Filipino insurgents occupied Iloilo after the Spanish departed but before Miller's command arrived. the brigade took over most of the city in February 1899. During this command, Miller passed an information copy of the memo describing the U.S. benevolent assimilation policy for the Philippines to local officials styling themselves as the Federal Government of the Visayas. Miller was unaware that General Elwell Otis had supplied a bowlderized version of the memo to Filipino leader Emilio Aguinaldo in Manila. The unaltered version eventually made its way to Aguinaldo, who compared it to the altered one. The contrast between the two versions made Otis appear to be deceptive, which increased tension between the U.S. occupation government and the Filipinos.

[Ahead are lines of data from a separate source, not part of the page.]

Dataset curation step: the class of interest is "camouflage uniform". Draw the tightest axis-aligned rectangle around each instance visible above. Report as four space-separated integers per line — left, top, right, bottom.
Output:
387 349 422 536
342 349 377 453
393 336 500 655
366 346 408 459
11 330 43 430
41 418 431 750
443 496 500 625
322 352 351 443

On February 12, the 1st Separate Brigade captured the city's district of Jaro, then successfully defended against three insurgent counterattacks. In February 1899, Miller was promoted to brigadier general in the regular army. In addition to commanding the 1st Separate Brigade, Miller commanded the Military District of Panay, Negros, Cebu, and Leyte. He remained in these posts until reaching the mandatory retirement age of 64 on March 27, 1899.

==Retirement and death==
In retirement, Miller was a resident of Stockbridge, Massachusetts. He was staying with his son Lawrence at Fort Barrancas, Florida, during the winter of 1906–1907 when he died of heart disease on December 11, 1906. Miller was initially interred at Fort Barrancas, and later reburied at Arlington National Cemetery.

==Family==
On November 5, 1863, Miller married Katherine Sprague Haskin (1843–1925), the daughter of General Joseph A. Haskin and sister of General William L. Haskin. They were the parents of five children – Rebecca, Marcus, Mary, Lawrence, and Anne. Rebecca Miller resided in Washington, D.C., and was active in civic and legacy organizations, including the National Society of the Colonial Dames of America, Daughters of the American Revolution, and Daughters of the United States Army. Marcus Lyon Miller was a career officer in the United States Navy and attained the rank of captain. Mary Appleton Miller was the wife of General Colden Ruggles. Lawrence was a career Army officer and retired as a colonel. Anne was the wife of Colonel Morris Keene Barroll.

==Legacy==
Commemorative plaques marking unit locations during the Battle of Antietam include one for Miller and Battery G, 4th Artillery Regiment. The plaque is located on what is now the east side of Branch Avenue in Sharpsburg, Maryland.

Battery Marcus Miller was named for Miller in 1907. One of several Coast Artillery gun emplacements intended to protect San Francisco Bay, the battery was located near what is now the southwest end of the Golden Gate Bridge. Battery Marcus Miller remained in operation until it was dismantled in 1920.